Guest   Fri Jul 20, 2007 2:35 pm GMT
Force of habit, I guess.
furrykef   Fri Jul 20, 2007 9:43 pm GMT
They just fossilize that way. They usually reflect a letter that used to be pronounced. But people keep writing it even after it becomes a silent letter, because educated people get this strange notion that the old spellings are the One True Way and anybody who writes them differently must be an ignoramus.

It doesn't help that, historically, class distinctions come into play here... it used to be that the only educated people were the elite, and the elite likes to make things harder than necessary in order to show off.

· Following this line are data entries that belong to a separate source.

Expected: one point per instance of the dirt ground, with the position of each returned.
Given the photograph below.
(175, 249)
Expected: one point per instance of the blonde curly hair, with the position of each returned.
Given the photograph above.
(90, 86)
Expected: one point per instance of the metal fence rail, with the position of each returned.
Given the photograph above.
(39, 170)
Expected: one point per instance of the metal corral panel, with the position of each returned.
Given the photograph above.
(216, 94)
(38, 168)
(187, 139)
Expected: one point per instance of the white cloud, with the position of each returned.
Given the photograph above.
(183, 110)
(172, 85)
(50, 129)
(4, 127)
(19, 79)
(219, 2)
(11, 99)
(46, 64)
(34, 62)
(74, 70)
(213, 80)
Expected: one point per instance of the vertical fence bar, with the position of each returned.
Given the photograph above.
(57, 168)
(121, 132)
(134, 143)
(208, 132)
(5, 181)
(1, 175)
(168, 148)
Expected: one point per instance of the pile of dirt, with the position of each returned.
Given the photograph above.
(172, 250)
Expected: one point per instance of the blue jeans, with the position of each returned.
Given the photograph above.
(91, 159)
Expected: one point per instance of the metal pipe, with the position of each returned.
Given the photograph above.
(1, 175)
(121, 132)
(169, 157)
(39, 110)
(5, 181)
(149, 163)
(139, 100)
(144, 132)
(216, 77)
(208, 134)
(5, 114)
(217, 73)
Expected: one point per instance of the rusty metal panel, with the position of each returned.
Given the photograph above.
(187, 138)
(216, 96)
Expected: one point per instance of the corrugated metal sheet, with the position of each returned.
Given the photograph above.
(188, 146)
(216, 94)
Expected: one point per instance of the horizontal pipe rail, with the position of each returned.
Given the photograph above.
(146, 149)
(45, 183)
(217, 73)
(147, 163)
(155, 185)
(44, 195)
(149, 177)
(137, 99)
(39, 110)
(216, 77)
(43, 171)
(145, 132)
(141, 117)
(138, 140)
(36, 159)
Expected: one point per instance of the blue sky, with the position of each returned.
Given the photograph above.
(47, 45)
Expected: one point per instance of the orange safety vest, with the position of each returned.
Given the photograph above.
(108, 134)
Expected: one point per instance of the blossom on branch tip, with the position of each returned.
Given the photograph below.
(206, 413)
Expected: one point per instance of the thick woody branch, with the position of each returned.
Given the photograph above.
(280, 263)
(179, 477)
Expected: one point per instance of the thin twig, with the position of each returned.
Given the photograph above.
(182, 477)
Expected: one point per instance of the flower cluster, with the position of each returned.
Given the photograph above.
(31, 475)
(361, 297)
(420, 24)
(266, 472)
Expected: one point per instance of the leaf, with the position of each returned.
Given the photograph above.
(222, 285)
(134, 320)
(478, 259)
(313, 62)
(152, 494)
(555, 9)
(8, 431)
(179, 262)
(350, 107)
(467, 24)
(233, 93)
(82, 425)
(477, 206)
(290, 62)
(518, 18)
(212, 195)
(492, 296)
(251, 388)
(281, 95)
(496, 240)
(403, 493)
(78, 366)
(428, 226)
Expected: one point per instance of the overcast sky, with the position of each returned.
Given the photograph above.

These attitudes are still preserved to some extent, even if individuals don't necessarily hold these beliefs. For instance, imagine two people correcting each other's spelling. They may both think that the spelling rules in English are dumb, but each doesn't want to appear uneducated to the other -- or to anybody else -- so they insist upon using established spellings. Thus, taken together as a group, the two people exhibit these attitudes, even though the individuals don't.

- Kef
Kess   Fri Jul 20, 2007 11:38 pm GMT
optional silent letters:

wHitch
veHicle
baLm
caLm
oFten
suGgest
Kess   Fri Jul 20, 2007 11:40 pm GMT
optional silent letters:

wHitch
veHicle
baLm
caLm
ofTen
suGgest
Jim   Sun Jul 22, 2007 8:16 am GMT
There's no such word as "whitch". Remove the "l"s and you get "bam" and "cam" which I'd read with the TRAP vowel not the PALM vowel. "Offen" & "sudgest" might work but not "ofen" & "sugest" (consider "open" & "super").
Guest   Sun Jul 22, 2007 8:11 pm GMT
<<There's no such word as "whitch". Remove the "l"s and you get "bam" and "cam" which I'd read with the TRAP vowel not the PALM vowel.>>

English orthography doesn't distinguish between the TRAP vowel and the PALM vowel, so "a" in words can basically be pronounced either way.
Guest   Sun Jul 22, 2007 8:17 pm GMT
It seems that when someone sees a word with plain "a" in it, unless it is clearly foreign, they assume it has the TRAP vowel and pronounce it as such until/unless they find out otherwise.
Fred   Mon Jul 23, 2007 3:07 am GMT
in the “optional” list, don't forget

fiL[U]m
Jim   Tue Jul 24, 2007 4:21 pm GMT
No, no orthographic distinction between TRAP & PALM but without any other clue (e.g. I recognise the word as a PALM word) I'd assume TRAP, as if this were the default reading so to speak, I don't think I' alone on this.
Rodrigo   Tue Jul 24, 2007 9:08 pm GMT
Although there are still many words with silent letters, American spelling has simplified the spelling of some words like: Estrogen instead of Oestrogen, Diarrhea instead of Diarrhoea, Pathetic instead of Pathaetic and many other examples. Most of these 'simplified words' lost a silent vowel.